I recently read an article written on the Harvard Business Review that combined the works of multiple researchers such as Edward Deci and Tim Judge and summarised their findings on the topic of money, specifically, our income and whether or not research actually proves that, as perceived by many, the higher your income, the happier you will be and the more motivated you are to work hard. In fact after 120 years of research including 15,000 individuals, statistics show that shockingly, there is in fact a mere 2% overlap between levels of job satisfaction and how much you earn and what’s more, these results were repeated when the study was carried out across many countries of varying development levels, such as India and the United States. In addition to this, it was also discovered that the very high earners reported similar satisfaction levels to some of lowest earners.
But what does this all mean? In our current day and age it is widely believed that money is one of the biggest motivators and means of incentivising people to work and be as productive as they possibly can be, but on studying the research that has been carried out around this topic, it begs the question, if money doesn’t incentivise people to work, then what does, and if money can’t make us happy, then what’s the point of it?
Well in short, the answer is bills. Money pays bills. It also pays for food, mortgage, rent, the list is endless and although it is true that, in general, money doesn’t make you happy, it does, up to a certain point. Beyond that point, your happiness levels cease to increase as each extra pound you earn becomes less valuable. The way in which this has been proven is through research on income levels and overall contentment. In a paper by Daniel Kahneman and Angus Deaton, it was found that emotional well-being levels increase with salary levels up to a salary of $75,000 in the US but that they plateau afterwards, in the UK the income that equates this outcome is £47,000. It is at this level that the cost of living is covered, and individuals can afford to live “comfortably” so to speak, i.e. own a house and car, go on holiday annually, and so on. This means, and only makes sense that those who are on low incomes are those on whom money can be utilized as an incentive via bonuses for example, as each pound is of greater value to them as they are far below the income level which enables you to cover your cost of living and have some disposable income.
But money also comes with its disadvantages. It was found that people who used money as a motivator to work hard and as their main focus, their interest levels in their job decreased as did their intrinsic motivation levels, leading to a lack of focus on nurturing intellectuality and other skills- the things that, in reality, make an individual perform best.

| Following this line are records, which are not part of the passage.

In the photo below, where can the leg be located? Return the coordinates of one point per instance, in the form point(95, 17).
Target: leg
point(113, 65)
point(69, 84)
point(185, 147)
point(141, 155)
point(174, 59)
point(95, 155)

On the other hand, people who have chosen jobs based on a genuine interest in the subject, regardless of its pay and equally do not use money as an extrinsic motivator, their levels of intrinsic motivation increase further as do job satisfaction levels. In fact in a large meta-analytic review of 25,000 individuals, their personality determined 40% of the irregularity in job satisfaction ratings. It was concluded that the more emotionally stable, extraverted, agreeable or conscientious they were, the more they tend to like their jobs, regardless of their salaries.
These studies bring to light how clouded and essentially mistaken our views are when it comes to money, motivation, job satisfaction and how the three interplay. It also raises awareness of a slightly more daunting fact and that is that in some sense, our economy is skewed as we are using the wrong methods to incentivise the wrong people which begs the question- is our workforce as productive as it could be? We live in a society which is becoming ever more materialistic and money orientated, with many individuals adopting the belief that higher salary means more motivation and therefore job satisfaction which, as discussed above, is not the case. What’s even more worrying is businesses approaches to bonuses- those big, fat six-figure tips that are given to some of the highest paid job holders just in case their half a million pound and over salaries weren’t quite enough. In that respect, bonuses don’t work. Yes, they work very nicely to incentivise low-interest, repetitive tasks for which employees get paid minimum wage or just above, but there is research evidence to suggest that they don’t produce the desired results for more complex activities. Indeed, experiments have shown that individuals who are ‘motivated’ by the prospect of financial reward actually do worse at complex cognitive tasks than those without the benefit of an incentive and as previously discussed, these high earners have reached the plateau whereby each extra pound becomes less and less valuable to them.
The final question we must ask ourselves is what can we conclude? Well, we can boil them down to five points:
- Seek a job that genuinely interests you and develops your skills and intellectuality
- If you wish to be successful and satisfied in your career, forget extrinsic motivators and instead, focus on intrinsic ones
- Unless you earn less than 47 grand, money should not be used as an incentive to work harder
- Regardless of what others say, know that higher pay does not equal happier.
- Finally, tangible rewards are not what motivated people all throughout history to make changes to society, fight for the rights of other individuals and give a voice to those who were silenced. It was the desire to help others and lay the path for a fairer, freer and greater world on which future generations can walk.